I was not sure whether to post this in:
1911
or
Accessories
or
CCW
or...well you get the idea. Mod's feel free to move this wherever. I chose this area mainly because I felt the 1911 fans would likely have the most/best information for me.

So I have this Chiappa 1911-22 which while being a .22lr clearly has the same holster requirements as a traditional 1911 45. At least I should think it would. Anyway, the questions are-

1) Is there any practical way to carry this gun in a concealed way? Just so you know I am in NH and have a permit on the way so this would be perfectly legal almost anywhere in my state.

2) If there is a way what am I looking for when it comes to holsters? I have looked everywhere and am just as confused when I started. None of them seem like they would really be very subtle unless I had a parka on. I would think the small of my back would be the best spot since I am standing most of the time but I occasionally drive at work too? I climb a lot of stairs as well as bending and lifting as well. How do you manage all of these with one or can you?

Thanks in advance for any ideas,

Jim


----------



## VAMarine (Dec 25, 2008)

The full size 1911 can be carried concealed rather well provided you're willing to make some concessions in clothing, you're most likely going to need to dress around the gun so to speak, this can be done with anything from a polo shirt to suit coat etc.

Before we get to the part about holsters and stuff. Is there any physical reason you are planning on carrying a .22? Arthritis or any other physical disabilities? The .22 offers very little terminal performance often referred to as "stopping power" and .22 ammunition is probably the most failure prone ammunition on the planet, add in to that that .22 caliber semi-automatics are not known for running like a Swiss watch, the end result of that is a failure waiting to happen increasing your odds of getting a click when you want a bang.

If it's the only gun you have, it's the only gun you have but please make plans to increase your caliber as soon as possible. If for physical reasons you can only handle a .22, I'd make it a .22 magnum revolver in order to increase "stopping power" and have a more robust firearm.

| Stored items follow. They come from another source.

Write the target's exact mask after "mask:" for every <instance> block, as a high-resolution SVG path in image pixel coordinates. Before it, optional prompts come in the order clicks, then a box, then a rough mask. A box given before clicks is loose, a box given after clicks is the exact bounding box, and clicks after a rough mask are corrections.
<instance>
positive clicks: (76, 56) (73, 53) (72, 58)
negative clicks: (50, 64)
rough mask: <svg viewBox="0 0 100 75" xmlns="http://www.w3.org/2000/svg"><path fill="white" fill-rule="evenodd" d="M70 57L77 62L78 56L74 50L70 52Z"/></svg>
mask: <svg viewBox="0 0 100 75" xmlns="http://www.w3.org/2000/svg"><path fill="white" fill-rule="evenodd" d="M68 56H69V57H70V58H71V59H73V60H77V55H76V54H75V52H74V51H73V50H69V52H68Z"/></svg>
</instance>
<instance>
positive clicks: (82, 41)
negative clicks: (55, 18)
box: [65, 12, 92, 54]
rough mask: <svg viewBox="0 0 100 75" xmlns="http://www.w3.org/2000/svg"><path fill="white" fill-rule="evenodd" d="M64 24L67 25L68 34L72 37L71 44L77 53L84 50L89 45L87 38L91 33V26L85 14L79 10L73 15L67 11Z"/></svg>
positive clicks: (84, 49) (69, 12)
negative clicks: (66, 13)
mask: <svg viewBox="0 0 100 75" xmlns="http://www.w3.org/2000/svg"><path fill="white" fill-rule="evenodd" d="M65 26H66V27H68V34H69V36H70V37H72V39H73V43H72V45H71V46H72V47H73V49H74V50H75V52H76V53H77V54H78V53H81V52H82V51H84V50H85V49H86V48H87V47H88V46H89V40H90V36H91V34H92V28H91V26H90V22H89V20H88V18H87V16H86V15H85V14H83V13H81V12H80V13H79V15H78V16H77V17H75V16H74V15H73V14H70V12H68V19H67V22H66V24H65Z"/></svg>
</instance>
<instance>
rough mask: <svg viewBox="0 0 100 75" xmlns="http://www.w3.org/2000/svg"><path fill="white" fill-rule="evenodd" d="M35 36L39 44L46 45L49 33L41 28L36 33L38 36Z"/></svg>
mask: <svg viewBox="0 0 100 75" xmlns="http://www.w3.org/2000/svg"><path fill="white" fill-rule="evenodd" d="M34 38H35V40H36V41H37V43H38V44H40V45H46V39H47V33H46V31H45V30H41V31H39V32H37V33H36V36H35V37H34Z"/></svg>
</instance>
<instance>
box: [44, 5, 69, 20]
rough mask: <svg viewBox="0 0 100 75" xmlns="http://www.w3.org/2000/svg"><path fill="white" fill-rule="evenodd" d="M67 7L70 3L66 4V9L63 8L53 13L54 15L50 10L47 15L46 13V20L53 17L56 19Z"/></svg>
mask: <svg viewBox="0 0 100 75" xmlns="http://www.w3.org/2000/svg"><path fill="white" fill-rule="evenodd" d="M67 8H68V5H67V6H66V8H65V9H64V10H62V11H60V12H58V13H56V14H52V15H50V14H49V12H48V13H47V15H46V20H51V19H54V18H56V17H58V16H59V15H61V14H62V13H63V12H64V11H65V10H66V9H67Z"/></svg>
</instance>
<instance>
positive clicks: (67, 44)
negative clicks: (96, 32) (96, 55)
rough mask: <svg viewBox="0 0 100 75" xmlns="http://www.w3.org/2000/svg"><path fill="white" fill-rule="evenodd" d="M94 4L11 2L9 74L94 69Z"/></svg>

Now, on to holsters and concealing the 5" 1911....you're going to want an inside the waistband (IWB) holster with wide-set mounting points such as the Crossbreed Super Tuck, or renditions of the Versa Max II (my preferred IWB).

Small of the back (SOB) is generally not that great an idea, there are a number of issues to consider:

1: Draw stroke, if done incorrectly, you're going to sweep your torso with the muzzle of your gun
2: Not comfortable while driving, of course this will vary from person to person but I've done it and know of many who have tried it and it's not very comfortable while on the road and almost inaccessible while seated in a vehicle.
3: It prints like crazy when bending over
4: If you ever slip on a patch of ice and fall on your back, it's going to hurt really, really bad.

Generally speaking, the best place to carry is anywhere from 3'clock to 4:30 on the body (your belt buckle is 12o'clock)

There's also "wearable" holsters such as the Smart Carry, Thunderwear etc. but those all have their own issues, mainly accessibility.

This is a pretty good article on concealment holsters for the beginner, take read and come back with any questions.


----------



## Jimi_l (Mar 12, 2011)

Hi VAMarine

Actually I knew this was going to happen (the caliber question that is). Physically I am fine, actually I have studied Chinese Martial Arts daily for almost three years now and am confident that I can defend myself in nearly any "open hand" situation. Probably much faster than I could ever think about drawing a pistol and firing it but that is another topic altogether. At 40 I am easily in the best shape of my life really from a defensive standpoint. I could give you a bunch of reasons why I went with this caliber but the main one that really matters for now is that it is my only pistol and the only one I am likely to afford and shoot regularly any time soon. That said, I do plan to become proficient with it God forbid should the need ever arise.

Let me do some more reading as you suggested. Budget is a consideration as are a few other things rolling around in my head 

Thanks,

Jim


----------